Als Reaktion auf diese dramatische Lage haben 175 UN-Mitgliedstaaten 2022 beschlossen, ein globales Plastikabkommen («Global Plastics Treaty») zu verhandeln. Dieser Vertrag soll erstmals den gesamten Lebenszyklus von Plastik regulieren – von der Rohstoffgewinnung bis zur Entsorgung.
Die «Lancet»-Studie zieht ausserdem Lehren aus anderen erfolgreich gelösten Umweltproblemen – etwa dem Bleiverbot in Benzin oder dem Montreal-Protokoll zum Schutz der Ozonschicht.

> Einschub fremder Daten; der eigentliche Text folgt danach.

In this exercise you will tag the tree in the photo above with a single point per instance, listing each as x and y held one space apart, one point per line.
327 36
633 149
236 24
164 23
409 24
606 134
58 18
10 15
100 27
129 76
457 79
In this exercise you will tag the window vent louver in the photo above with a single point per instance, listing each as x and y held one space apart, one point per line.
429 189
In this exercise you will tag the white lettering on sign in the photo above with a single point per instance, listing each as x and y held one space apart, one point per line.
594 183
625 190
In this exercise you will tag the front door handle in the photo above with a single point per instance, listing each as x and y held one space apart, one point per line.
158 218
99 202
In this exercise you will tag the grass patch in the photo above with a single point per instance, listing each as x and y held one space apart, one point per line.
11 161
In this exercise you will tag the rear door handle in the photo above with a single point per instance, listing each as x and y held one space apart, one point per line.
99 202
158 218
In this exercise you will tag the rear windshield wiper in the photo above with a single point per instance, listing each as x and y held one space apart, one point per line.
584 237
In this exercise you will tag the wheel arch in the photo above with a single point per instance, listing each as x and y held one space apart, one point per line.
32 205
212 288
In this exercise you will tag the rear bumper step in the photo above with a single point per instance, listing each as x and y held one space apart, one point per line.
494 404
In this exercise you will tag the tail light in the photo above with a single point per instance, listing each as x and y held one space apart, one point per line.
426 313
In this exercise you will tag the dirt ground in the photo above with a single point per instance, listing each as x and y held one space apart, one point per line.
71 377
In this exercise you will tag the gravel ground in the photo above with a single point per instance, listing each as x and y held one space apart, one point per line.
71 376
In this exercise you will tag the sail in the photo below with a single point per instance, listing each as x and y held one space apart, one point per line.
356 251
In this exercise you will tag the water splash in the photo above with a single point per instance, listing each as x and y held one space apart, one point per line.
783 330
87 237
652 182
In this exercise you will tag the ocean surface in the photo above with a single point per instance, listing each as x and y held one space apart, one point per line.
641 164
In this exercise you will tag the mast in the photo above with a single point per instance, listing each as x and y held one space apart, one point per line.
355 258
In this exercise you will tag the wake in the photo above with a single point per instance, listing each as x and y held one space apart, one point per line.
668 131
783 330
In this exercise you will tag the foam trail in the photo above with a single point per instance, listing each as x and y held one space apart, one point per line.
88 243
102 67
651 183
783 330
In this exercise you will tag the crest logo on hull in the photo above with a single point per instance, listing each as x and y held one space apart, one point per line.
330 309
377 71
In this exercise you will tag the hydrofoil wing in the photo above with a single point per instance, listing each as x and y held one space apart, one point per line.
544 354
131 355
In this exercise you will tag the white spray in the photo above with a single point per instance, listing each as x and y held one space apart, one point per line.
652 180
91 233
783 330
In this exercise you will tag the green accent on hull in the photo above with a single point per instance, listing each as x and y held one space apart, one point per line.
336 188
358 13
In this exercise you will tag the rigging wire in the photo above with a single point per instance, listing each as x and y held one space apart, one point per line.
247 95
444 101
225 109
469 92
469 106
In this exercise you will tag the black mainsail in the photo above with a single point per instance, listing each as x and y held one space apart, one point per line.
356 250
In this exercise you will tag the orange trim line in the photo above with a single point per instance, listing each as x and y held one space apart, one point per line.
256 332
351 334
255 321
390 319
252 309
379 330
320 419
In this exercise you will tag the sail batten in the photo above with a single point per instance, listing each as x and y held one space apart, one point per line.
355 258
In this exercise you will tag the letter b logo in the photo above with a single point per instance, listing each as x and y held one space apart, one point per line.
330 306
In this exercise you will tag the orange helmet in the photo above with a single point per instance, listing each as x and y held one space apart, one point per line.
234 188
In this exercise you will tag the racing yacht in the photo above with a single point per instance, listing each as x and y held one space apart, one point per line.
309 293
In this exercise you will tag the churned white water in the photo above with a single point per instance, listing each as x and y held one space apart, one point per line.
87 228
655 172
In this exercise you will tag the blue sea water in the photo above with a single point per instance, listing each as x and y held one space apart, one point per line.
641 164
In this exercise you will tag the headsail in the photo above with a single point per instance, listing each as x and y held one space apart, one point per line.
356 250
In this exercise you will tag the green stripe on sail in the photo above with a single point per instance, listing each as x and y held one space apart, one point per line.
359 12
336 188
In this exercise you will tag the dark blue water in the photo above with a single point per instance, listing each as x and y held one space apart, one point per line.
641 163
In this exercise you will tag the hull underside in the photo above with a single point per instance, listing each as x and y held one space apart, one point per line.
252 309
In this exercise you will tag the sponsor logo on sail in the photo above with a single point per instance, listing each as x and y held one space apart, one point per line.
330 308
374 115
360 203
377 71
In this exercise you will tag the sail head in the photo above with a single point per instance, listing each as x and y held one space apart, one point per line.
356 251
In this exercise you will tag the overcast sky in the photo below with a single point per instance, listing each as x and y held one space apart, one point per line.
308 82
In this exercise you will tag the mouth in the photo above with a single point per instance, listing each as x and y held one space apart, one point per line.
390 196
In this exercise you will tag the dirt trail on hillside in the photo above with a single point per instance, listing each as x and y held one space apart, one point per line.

Dabei zeigen die Forschenden auf: Auch die Plastik-Krise ist politisch lösbar, wenn sie als Gesundheitskrise verstanden und entschieden adressiert wird.
Dafür braucht es klare gesetzliche Vorgaben, transparente Daten, unabhängige Forschung, faire Durchsetzung und ausreichende Finanzierung. Schon jetzt zeigen erste Modellrechnungen, dass jeder investierte Dollar in Luftreinhaltung oder Giftstoffregulierung das 30-fache an gesellschaftlichem Nutzen bringen kann.
Und trotzdem werde ich belächelt, wenn ich versuche, für so vieles wie möglich eine Alternative zu finden. Und die gibt es durchaus! Wir alle könnten mit 10% Umgewöhnung so einiges an Plastik einsparen. Aber selbst das ist wohl zuviel verlangt.